Weekly Performance

With markets closed Monday for Memorial Day, this was a four-day trading week — and the GVR portfolio made the most of it. The portfolio gained +18.78% across Tuesday through Friday, compared to +1.42% for VOO (S&P 500) and +2.94% for QQQ (Nasdaq-100). The outperformance this week was not driven by the equity book — it was driven by a single high-conviction options position that has been building for weeks and finally broke out in a major way.

GVR Portfolio
+18.78%
QQQ (Nasdaq)
+2.94%
VOO (S&P 500)
+1.42%

What Happened in Markets This Week

It was a strong week for equities broadly, with all three major indexes closing at fresh all-time highs on Friday. The S&P 500 notched its ninth consecutive weekly advance — its longest winning streak since 2023 — capping a May that will be remembered as one of the best months of the year for technology stocks. The Nasdaq Composite settled at 26,972, the S&P 500 at 7,580, and the Dow cleared 51,000 for the first time.
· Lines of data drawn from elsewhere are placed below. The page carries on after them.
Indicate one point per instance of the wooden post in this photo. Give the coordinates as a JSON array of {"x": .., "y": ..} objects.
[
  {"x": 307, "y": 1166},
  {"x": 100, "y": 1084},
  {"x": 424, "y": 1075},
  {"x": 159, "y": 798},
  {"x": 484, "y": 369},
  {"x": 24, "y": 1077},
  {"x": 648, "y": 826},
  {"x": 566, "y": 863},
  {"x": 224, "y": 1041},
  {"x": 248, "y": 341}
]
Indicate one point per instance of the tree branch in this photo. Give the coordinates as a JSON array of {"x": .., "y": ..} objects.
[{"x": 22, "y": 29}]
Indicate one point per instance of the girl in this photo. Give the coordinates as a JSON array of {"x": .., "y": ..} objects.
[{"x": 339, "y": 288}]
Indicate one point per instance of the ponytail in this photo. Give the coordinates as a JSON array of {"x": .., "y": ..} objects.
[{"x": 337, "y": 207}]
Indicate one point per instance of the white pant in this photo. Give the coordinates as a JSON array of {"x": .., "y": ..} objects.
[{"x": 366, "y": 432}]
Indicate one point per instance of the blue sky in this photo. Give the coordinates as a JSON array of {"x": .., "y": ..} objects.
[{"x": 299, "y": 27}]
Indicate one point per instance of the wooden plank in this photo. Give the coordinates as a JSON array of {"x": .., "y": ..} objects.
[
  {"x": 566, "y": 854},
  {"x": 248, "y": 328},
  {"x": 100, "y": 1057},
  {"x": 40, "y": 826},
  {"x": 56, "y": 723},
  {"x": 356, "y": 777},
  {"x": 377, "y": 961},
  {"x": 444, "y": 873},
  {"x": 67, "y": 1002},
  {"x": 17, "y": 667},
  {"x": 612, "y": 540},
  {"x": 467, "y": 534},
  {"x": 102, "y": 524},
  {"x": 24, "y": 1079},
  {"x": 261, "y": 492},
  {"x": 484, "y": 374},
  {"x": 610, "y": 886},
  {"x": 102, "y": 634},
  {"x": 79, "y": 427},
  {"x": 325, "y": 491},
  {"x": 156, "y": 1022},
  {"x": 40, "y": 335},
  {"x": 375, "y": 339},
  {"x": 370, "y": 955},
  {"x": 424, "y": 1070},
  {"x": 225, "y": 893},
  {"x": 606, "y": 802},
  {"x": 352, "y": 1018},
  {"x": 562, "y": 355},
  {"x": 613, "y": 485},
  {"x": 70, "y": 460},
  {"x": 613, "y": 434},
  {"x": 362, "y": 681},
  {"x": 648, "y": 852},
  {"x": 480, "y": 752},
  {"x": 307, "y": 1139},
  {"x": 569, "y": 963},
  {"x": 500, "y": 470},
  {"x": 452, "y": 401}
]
The macro backdrop was dominated by two competing narratives: the ongoing U.S.-Iran tensions that have kept oil prices elevated throughout the month, and a continued blowout earnings season that gave the market reasons to look past the geopolitical noise. On Thursday, the PCE inflation reading came in at its highest level in nearly three years, which briefly rattled sentiment — but the market absorbed it and pushed to new highs anyway, a sign of underlying bull market strength. By Friday, President Trump indicated he would be making a "final determination" on a preliminary Iran ceasefire extension, with oil pulling back sharply on the news and providing additional tailwind for equities into the close.

The technology sector was the clear standout. Dell Technologies surged nearly 33% on Friday alone — its best single day on record — after reporting a Q1 beat on both revenue and earnings and raising full-year guidance, with AI server demand cited as the primary driver. Micron added another 5% on the day, extending what has been a remarkable month-long run for the semiconductor complex. The XLK technology ETF hit a new 52-week high. The AI infrastructure trade that has been the engine of this rally showed no signs of exhaustion heading into June.

The NOW Call Comes to Life

The biggest story in the GVR portfolio this week was the ServiceNow October 2026 $100 call, which has been the portfolio's highest-conviction position since it was entered in mid-April. The thesis — built on a contrarian read that ServiceNow is an AI beneficiary rather than an AI disruption victim — has been playing out steadily since entry. But this week, the position broke out in a material way, becoming the single largest position in the portfolio at over 20% of total account value, and contributing the majority of the week's outsized gains.

The broader software sector re-rating that was always at the core of the NOW thesis is accelerating. The market is increasingly recognizing that enterprise SaaS companies with deep workflow integrations, sticky recurring revenue, and credible AI monetization stories are not going to be replaced by large language models — they are going to be the layer on top of them. ServiceNow's $12.64 billion in contracted future revenue, its 22%+ subscription revenue growth, and its expanding agentic AI customer base are all being repriced toward more appropriate multiples. With the October 2026 expiration still months away, there is no reason to take chips off the table. The thesis is intact, the technicals are constructive, and the fundamental re-rating has meaningful room to run toward the analyst bull-case target of $234.

The ONDS December 2026 $9 call also contributed positively this week, benefiting from the broader risk-on environment and continued momentum in the autonomous systems and drone infrastructure trade. Like the NOW position, the ONDS contract has a long runway before expiration — December 2026 — which means there is no urgency to manage the position aggressively. The operational story at Ondas continues to develop, and the position will be held as long as the thesis remains intact and the time value works in our favor.

Both options positions represent the portfolio's most concentrated, highest-risk bets — and weeks like this one are exactly why those bets were sized the way they were. When the research is right and the thesis plays out, options leverage turns a strong week into an exceptional one.